Michael B. Jordan: I said I was fine.

[Michael B. Jordan is looking at the mirror angrily]

Michael B. Jordan: [thinking] This Andrew Dismukes guy’s getting in my head. A Michael B. Jordan. I need to never fall over ever again. [slips and fall again]

Andrew: You okay there, bud?

[slips and fall again]

Andrew: You okay there, bud?

[slips and fall again]

Andrew: Timber! You okay though?

[slips and fall again]

Andrew: You okay?

[slips and fall again]

Andrew: You okay there, bud?

Michael B. Jordan: Andrew, stop seeing me fall down.

Andrew: Hey, man, I’m at work. You don’t want me to see you fall down, quit falling down where I work?

Michael B. Jordan: Whatever, just leave me alone.

Andrew: All right, bud. Just be careful. Okay.

[Andrew is walking to his office whistling. He turns on the light, there’s Bowen and Sarah sitting on the couch.]

Andrew: Hey, guys.

Bowen: Andrew, sit down.

Sarah: You have to stop seeing Michael B. Jordan fall down.

Andrew: I can’t help it. Sometimes he falls and I see.

Sarah: Andrew, when somebody falls down, you have to pretend like you didn’t see it.

Andrew: Well, I didn’t know that. Nobody told me that. You can’t get mad at me for something I didn’t know.

Michael B. Jordan: Guys. What’s going on?

Andrew: Nothing. And hey, next time you have a problem with me, at least have the cojones to say it to my face, instead of sending your lackeys to do your dirty work for you.

Michael B. Jordan: I didn’t tell him anything. All I said was that you keep seeing me fall.

Andrew: Well guess what? Sometimes you fall, and sometimes I there.

Michael B. Jordan: Well then, maybe you shouldn’t be around me at all then. Maybe you should leave and never come back.

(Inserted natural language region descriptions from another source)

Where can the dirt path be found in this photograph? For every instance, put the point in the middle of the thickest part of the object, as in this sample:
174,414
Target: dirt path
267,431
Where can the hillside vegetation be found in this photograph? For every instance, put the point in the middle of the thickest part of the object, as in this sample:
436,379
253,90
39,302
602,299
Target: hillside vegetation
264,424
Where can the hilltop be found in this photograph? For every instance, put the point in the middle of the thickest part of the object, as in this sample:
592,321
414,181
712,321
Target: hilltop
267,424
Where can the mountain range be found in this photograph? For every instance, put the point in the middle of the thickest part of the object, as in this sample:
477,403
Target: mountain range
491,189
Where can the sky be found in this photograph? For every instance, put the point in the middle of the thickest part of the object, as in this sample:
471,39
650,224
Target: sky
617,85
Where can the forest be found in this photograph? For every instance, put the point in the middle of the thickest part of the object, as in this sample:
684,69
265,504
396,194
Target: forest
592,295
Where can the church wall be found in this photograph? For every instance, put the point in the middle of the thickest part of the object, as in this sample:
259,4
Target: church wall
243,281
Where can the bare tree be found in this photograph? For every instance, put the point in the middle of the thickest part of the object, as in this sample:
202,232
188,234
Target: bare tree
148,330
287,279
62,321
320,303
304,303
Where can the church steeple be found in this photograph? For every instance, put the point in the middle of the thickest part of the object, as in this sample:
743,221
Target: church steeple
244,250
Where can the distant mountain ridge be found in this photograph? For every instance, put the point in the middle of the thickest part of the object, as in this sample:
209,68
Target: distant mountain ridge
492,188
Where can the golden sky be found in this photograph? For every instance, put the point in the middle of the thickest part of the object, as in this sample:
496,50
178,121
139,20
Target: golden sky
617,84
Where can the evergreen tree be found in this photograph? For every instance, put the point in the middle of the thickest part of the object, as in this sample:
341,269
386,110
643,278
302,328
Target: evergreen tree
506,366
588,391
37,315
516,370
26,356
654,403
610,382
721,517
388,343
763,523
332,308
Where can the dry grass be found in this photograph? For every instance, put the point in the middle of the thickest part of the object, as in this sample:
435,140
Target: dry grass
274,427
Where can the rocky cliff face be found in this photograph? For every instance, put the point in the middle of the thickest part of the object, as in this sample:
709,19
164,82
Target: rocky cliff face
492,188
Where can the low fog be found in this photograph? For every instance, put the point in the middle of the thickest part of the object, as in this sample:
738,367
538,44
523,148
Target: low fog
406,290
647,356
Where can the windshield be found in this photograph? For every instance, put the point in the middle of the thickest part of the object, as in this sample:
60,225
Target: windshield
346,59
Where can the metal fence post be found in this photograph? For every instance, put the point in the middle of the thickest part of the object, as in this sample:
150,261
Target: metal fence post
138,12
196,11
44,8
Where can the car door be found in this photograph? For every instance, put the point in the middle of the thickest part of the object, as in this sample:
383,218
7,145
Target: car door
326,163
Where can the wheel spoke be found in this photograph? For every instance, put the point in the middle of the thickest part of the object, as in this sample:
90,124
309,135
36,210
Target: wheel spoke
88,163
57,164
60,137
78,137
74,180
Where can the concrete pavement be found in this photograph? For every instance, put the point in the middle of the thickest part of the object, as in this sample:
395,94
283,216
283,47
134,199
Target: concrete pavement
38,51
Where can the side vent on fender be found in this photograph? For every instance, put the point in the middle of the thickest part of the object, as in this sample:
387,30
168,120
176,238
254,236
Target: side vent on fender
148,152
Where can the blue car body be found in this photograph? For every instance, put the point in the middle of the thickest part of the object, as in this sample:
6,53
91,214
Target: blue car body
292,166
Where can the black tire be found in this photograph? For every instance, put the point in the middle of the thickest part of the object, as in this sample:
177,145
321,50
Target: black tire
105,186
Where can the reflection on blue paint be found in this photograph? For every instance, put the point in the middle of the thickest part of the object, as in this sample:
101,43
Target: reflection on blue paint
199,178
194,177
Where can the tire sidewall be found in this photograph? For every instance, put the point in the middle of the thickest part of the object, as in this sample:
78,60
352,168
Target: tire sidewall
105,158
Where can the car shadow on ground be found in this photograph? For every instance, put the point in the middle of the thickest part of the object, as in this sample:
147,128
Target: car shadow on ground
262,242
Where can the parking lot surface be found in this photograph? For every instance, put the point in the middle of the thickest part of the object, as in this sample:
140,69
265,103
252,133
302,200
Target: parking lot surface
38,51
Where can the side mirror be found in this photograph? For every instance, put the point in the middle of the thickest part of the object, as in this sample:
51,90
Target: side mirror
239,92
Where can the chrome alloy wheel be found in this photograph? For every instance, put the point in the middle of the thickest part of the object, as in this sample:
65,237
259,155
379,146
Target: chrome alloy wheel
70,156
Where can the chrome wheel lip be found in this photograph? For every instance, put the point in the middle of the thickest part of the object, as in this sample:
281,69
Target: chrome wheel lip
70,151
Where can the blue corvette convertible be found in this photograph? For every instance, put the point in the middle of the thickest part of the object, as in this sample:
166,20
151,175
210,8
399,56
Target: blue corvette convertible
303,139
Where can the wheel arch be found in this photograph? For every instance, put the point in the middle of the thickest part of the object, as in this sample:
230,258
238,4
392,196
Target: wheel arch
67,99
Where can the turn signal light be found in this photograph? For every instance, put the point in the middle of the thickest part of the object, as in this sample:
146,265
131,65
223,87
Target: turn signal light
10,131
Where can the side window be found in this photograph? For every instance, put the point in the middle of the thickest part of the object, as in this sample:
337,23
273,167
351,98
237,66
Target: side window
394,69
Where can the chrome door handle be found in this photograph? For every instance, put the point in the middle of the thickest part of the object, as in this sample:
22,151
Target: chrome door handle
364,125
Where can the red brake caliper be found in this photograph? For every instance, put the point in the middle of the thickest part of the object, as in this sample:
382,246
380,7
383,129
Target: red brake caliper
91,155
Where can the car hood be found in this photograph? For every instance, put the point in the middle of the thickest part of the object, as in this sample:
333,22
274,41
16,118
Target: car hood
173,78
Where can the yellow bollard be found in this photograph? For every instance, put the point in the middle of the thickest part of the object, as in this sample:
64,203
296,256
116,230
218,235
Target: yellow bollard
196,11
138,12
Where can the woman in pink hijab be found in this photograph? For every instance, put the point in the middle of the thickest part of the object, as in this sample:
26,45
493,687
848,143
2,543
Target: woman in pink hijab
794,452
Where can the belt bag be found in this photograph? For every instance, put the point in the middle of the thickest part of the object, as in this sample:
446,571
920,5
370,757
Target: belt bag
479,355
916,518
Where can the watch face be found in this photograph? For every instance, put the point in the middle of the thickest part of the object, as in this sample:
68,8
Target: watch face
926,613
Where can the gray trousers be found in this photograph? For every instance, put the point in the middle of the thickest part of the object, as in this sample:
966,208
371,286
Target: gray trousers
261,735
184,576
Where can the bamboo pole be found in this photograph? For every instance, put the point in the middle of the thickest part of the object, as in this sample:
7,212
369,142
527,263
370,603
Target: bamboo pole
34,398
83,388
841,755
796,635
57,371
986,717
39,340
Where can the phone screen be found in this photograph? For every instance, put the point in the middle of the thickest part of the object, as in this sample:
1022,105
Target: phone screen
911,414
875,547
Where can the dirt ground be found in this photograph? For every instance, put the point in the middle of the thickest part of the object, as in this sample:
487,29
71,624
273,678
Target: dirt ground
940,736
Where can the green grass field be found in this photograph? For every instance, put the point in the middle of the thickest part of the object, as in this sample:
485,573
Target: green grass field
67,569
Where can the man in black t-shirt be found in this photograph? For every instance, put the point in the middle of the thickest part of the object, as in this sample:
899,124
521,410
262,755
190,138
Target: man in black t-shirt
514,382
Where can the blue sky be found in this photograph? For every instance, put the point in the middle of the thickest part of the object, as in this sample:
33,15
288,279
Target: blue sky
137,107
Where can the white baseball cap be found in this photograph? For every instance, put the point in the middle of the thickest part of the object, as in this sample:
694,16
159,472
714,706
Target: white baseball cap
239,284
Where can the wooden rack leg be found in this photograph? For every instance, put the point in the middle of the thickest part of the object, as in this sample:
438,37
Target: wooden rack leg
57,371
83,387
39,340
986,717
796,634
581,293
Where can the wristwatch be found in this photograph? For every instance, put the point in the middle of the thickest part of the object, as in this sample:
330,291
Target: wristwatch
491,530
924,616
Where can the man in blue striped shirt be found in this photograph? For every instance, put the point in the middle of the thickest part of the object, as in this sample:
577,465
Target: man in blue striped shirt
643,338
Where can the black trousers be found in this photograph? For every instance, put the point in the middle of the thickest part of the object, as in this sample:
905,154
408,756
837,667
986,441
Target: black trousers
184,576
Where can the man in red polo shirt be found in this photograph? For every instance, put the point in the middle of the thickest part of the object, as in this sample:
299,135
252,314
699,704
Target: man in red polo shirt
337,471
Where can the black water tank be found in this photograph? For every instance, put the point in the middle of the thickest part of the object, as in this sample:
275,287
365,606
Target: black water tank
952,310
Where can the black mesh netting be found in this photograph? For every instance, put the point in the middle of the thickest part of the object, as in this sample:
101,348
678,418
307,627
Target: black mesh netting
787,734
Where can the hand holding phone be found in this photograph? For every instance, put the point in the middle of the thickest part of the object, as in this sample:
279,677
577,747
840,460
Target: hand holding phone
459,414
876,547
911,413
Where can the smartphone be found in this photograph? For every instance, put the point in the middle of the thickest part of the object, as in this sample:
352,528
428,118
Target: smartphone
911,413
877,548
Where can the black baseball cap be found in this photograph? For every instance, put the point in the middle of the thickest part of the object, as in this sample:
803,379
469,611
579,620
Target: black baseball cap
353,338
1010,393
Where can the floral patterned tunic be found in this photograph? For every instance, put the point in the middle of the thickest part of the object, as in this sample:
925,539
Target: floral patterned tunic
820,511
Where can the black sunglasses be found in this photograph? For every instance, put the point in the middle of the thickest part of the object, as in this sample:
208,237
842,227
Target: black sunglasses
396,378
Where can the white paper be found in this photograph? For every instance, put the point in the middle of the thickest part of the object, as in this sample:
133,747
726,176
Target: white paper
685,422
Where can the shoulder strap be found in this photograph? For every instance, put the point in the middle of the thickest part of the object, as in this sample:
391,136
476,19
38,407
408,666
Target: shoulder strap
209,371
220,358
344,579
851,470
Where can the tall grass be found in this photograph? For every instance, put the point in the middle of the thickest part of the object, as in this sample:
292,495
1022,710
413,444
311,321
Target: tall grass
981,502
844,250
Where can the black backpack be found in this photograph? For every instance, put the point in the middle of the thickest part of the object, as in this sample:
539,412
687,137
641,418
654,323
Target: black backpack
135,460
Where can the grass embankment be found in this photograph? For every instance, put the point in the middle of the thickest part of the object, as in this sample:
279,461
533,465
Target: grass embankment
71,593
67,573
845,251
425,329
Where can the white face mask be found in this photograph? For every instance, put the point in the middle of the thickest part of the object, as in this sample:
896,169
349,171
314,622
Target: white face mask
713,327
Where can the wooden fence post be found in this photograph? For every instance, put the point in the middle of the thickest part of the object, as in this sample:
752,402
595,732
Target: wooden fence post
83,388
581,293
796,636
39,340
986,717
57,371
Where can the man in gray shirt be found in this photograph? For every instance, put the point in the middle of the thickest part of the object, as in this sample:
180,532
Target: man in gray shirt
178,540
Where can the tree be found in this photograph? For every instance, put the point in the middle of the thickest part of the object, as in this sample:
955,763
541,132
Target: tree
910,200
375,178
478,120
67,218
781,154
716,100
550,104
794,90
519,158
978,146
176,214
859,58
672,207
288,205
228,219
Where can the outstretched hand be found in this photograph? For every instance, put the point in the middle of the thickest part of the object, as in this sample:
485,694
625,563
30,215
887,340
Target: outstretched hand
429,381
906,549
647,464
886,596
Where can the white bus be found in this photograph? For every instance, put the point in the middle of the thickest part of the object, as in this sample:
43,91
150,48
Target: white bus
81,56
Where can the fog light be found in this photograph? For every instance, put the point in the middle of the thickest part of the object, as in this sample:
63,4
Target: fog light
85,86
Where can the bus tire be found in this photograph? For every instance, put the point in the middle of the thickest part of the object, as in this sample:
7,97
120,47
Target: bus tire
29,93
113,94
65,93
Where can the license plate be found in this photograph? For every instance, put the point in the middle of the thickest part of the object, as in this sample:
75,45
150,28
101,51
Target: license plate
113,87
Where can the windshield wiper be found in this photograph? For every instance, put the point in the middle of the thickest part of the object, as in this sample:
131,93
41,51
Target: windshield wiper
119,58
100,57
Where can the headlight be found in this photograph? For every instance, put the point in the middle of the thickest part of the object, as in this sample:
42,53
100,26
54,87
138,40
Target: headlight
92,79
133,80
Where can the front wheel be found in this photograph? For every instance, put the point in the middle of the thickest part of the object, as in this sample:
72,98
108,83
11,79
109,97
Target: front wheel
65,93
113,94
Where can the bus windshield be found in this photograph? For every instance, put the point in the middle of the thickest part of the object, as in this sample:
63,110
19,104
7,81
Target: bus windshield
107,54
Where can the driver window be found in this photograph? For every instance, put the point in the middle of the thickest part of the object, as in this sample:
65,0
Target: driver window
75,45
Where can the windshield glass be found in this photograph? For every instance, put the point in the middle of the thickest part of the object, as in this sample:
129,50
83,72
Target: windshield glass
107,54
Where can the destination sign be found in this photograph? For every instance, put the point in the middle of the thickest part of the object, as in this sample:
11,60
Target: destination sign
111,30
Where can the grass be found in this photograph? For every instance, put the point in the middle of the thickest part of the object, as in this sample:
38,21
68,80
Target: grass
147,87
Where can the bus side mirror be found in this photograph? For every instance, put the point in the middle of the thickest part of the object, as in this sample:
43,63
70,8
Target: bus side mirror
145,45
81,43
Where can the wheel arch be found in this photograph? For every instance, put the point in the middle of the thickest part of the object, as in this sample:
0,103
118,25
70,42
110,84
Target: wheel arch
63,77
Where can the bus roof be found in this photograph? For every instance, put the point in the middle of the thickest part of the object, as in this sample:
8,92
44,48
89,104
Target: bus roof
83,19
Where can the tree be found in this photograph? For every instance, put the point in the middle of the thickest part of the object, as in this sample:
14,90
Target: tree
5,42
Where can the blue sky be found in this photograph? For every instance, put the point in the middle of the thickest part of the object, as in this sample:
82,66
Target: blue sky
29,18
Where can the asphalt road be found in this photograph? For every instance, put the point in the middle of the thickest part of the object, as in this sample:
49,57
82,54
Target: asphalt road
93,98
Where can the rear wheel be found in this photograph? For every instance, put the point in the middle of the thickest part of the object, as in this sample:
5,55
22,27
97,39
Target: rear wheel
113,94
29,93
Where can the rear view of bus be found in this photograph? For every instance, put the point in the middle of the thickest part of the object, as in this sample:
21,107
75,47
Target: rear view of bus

Andrew: Whatever, man. I’m done. Done.

[Andrew leaves and Sarah stars crying]

Michael B. Jordan: [thinking] I couldn’t believe what I had done. I pushed away my best friend at the show, Andrew Dis-moe. After everything you’ve been through. Monday pitch in Lorne’s office. Tuesday, writing night. When Andrew got cut from a sketch because he did a bad job. Just throw it all away because he saw me fall down a lot? The show was about to start, but I couldn’t do it without him.

Female voice: Three minutes to air. Where is Michael? Anyone have eyes on Michael B. Jordan?

Michael B. Jordan: [thinking] I knew there was only one way to bring him back. [he runs outside the studio to get Andrew]

Michael B. Jordan: [falling down intentionally] I’m falling. Where are you, Andrew?

Andrew: I’m here. And we’re not falling. We’re flying.